Ang Zen: “Menulislah dengan Kreatif, Kelak Tulisanmu Akan Bermanfaat”

Penulis buku 'Bintang di Atas Alhambra', Zezen Zaenal Mutaqin atau Ang Zen (kanan) ketika menjadi pembicara Diskusi dan Bedah Novel oleh LPM Jumpa Unpas, Sabtu, 10 Mei 2014. (SASTIKA DEWI KABALMAY/Jumpaonline)

Penulis buku ‘Bintang di Atas Alhambra’, Zezen Zaenal Mutaqin atau Ang Zen (kanan) ketika menjadi pembicara Diskusi dan Bedah Novel oleh LPM Jumpa Unpas, Sabtu, 10 Mei 2014. (SASTIKA DEWI KABALMAY/Jumpaonline)

Tamansari, Jumpaonline – Penulis buku ‘Bintang di Atas Alhambra’, Zezen Zaenal Mutaqin atau dikenal dengan nama pena Ang Zen menuturkan, pentingnya menulis untuk mengasah potensi diri. Menulis sekecil apapun, seperti catatan harian, agenda pelajaran, dan lain-lain menurut Ang Zen akan menjadi referensi penting di kemudian hari.

“Biasakanlah menulis. Saya dulu banyak menulis diary di buku harian dan ternyata sekarang menjadi bermanfaat untuk bahan penggarapan novel ini (Bintang di Atas Alhambra),” kata Ang Zen saat menjadi pembicara Diskusi dan Bedah Novel di pelataran Masjid Ulul Ilmi Unpas Tamansari pekan lalu.

Ang Zen menambahkan, kebiasaan menulisnya itu mulai ia lakoni sejak duduk di sekolah menengah pertama. Saat itu ia diberi sebuah buku catatan kosong yang awalnya ia hanya menulis bahan-bahan pidato untuk kegiatan di sekolahnya. Dari sana ia mulai terbiasa menulis, bahkan hingga kini ia tetap menulis meski sudah berprofesi sebagai dosen.

“Waktu SMP dulu saya diberi buku bersampul hitam oleh orang tua. Saya banyak mencatat, seperti petikan dari Alquran, Hadits, dan kutipan tokoh-tokoh terkenal. Kini catatan itu masih ada dan berguna,” kata penulis yang pernah mengenyam pendidikan pesantren ini.
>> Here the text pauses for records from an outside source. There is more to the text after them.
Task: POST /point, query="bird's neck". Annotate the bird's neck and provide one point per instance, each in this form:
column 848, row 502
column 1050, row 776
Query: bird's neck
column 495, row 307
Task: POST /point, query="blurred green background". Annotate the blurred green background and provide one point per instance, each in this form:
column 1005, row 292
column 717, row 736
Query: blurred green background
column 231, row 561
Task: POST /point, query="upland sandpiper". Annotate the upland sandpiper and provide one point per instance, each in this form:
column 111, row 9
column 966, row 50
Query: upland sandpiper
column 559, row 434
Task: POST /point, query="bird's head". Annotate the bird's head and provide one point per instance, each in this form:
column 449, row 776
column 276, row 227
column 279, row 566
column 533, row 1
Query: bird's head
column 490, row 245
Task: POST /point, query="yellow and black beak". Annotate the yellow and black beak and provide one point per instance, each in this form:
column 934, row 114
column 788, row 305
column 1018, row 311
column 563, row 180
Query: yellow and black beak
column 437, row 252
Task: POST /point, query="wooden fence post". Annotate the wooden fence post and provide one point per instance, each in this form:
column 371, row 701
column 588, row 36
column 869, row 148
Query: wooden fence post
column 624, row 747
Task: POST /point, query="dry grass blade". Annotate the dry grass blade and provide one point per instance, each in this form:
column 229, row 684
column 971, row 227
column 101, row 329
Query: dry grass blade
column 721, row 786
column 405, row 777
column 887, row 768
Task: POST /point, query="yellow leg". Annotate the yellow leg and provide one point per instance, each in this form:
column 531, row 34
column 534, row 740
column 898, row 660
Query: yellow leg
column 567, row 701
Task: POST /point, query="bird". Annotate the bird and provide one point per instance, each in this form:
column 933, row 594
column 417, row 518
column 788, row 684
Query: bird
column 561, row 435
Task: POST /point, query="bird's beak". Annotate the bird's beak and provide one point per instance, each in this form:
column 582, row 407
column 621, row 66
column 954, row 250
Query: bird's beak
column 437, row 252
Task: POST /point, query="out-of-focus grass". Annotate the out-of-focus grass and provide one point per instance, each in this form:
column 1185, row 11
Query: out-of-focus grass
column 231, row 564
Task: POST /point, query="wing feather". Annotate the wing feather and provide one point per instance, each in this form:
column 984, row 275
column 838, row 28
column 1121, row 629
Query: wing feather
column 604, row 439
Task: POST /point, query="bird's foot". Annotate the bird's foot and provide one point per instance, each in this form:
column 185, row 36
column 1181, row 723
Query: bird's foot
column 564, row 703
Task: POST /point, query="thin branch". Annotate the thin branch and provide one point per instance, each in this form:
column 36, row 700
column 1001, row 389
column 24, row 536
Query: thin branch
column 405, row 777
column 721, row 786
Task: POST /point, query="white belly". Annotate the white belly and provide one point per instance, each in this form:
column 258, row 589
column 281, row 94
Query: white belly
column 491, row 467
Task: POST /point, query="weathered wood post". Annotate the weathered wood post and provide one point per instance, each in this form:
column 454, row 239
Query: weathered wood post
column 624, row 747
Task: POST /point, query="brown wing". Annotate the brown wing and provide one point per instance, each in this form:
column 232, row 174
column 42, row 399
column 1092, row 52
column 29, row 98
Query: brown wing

Tak hanya menulis, di acara Diskusi dan Bedah Novel itu pun Ang Zen berpesan kepada peserta untuk memperbanyak kuantitas membaca. Menurut Ang Zen, membaca adalah modal utama untuk menulis. Tanpa membaca, maka inspirasi dan imajinasi akan sempit.

“Ketika menulis, ada beberapa buku wajib yang selalu ada di meja saya. Di antaranya buku-buku Pramoedya Ananta Toer dan Paulo Coelho. Sebagai mahasiswa, Anda mesti membaca buku-buku mereka,” ujarnya.